The City’s Real Estate Division Director Andrico Penick told the Board of Supervisors Land Use and Transportation Committee Thursday that 14 potential sites have so far been identified, including one in District 3, three in District 6, four in District 7, one in District 8, one in District 9 and four in District 10.
Noting that the list is constantly changing, Penick said:
“These sites are still under evaluation. This evaluation is informed even from the conversations that we’re having here today.”
The City’s first pilot safe parking site, located in District 10 at 2340 San Jose Ave. near the BART Balboa Park station, opened last year in December.
Supervisor Ahsha Safai, who represents District 10, called for the safe parking program update to get a gauge for the need and desire to expand the program into other areas in the city.
“We want to go through the right community process and allowing the district supervisors and their community organizations to select the appropriate the sites as we expand this model and look for other opportunities because there is a definitely a need.”
Abigail Stewart-Kahn and Dylan Schneider with the Department of Homelessness and Supportive Housing provided a snapshot of the current pilot.
As of Feb. 12, there were 26 vehicles at the site with a total of 35 people. Of the 26 vehicles, 14 are RVs, two are school buses and 10 are passenger vehicles. The people living on the lot come from seven different districts across the city.
Schneider said 90 percent of eligible individuals have been given housing referrals and are awaiting availability.
The city reports the cost of the existing vehicle triage center runs approximately $1.5 million, which includes capital and some of the operating costs.
A Budget and Legislative Analyst report estimates the price of opening another safe parking site could cost anywhere from $4 million to $7.5 million depending on the site’s size and range of services offered.

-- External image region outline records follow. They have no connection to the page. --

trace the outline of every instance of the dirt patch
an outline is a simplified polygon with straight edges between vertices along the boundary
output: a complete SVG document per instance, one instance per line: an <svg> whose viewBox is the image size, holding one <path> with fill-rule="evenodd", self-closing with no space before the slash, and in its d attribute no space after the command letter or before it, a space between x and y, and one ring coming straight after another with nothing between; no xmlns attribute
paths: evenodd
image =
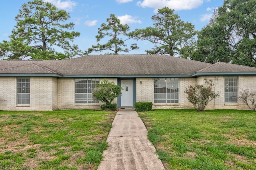
<svg viewBox="0 0 256 170"><path fill-rule="evenodd" d="M37 152L37 156L36 156L36 158L42 160L48 161L58 158L57 156L50 156L49 153L52 154L52 153L50 152L48 152L44 151L39 151Z"/></svg>
<svg viewBox="0 0 256 170"><path fill-rule="evenodd" d="M228 143L234 144L236 145L241 146L256 146L256 141L249 141L245 139L246 137L242 137L242 139L237 139L233 135L230 134L224 133L222 135L229 138L229 140L227 142Z"/></svg>
<svg viewBox="0 0 256 170"><path fill-rule="evenodd" d="M248 164L252 164L251 162L250 162L247 160L246 157L244 156L240 155L237 154L231 154L231 155L233 156L238 161L241 162Z"/></svg>
<svg viewBox="0 0 256 170"><path fill-rule="evenodd" d="M232 160L230 160L230 159L225 161L225 164L230 167L232 167L232 169L234 168L235 167L236 168L237 167L237 166L236 166L236 164L232 161Z"/></svg>
<svg viewBox="0 0 256 170"><path fill-rule="evenodd" d="M39 162L33 159L30 159L23 163L22 167L29 168L30 169L34 169L38 167Z"/></svg>
<svg viewBox="0 0 256 170"><path fill-rule="evenodd" d="M0 148L0 152L4 152L8 151L12 151L14 152L25 152L28 149L39 148L42 145L41 144L28 145L28 142L24 142L24 141L22 141L19 140L17 141L10 142L8 144L5 145L5 148ZM24 146L23 145L24 143L27 145Z"/></svg>
<svg viewBox="0 0 256 170"><path fill-rule="evenodd" d="M187 152L184 155L184 158L194 159L196 156L196 153L194 152Z"/></svg>
<svg viewBox="0 0 256 170"><path fill-rule="evenodd" d="M230 120L233 119L233 117L231 116L216 116L216 117L219 117L221 118L222 120L225 120L225 121L229 121Z"/></svg>
<svg viewBox="0 0 256 170"><path fill-rule="evenodd" d="M74 166L78 169L84 169L82 168L85 168L85 166L82 164L78 165L77 161L78 159L82 158L85 156L85 154L82 150L79 150L77 153L71 154L69 159L63 161L61 165Z"/></svg>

Acknowledging that although it’s still too early assess the success of the safe parking model currently in place, Schneider said:
“We look forward to working and looking at all the various components and seeing what can be recommended for future sites and in what scalability.”
Safai has asked the department to report back to the board with a figure or target for the number of sites required to address the city’s overall vehicular homelessness.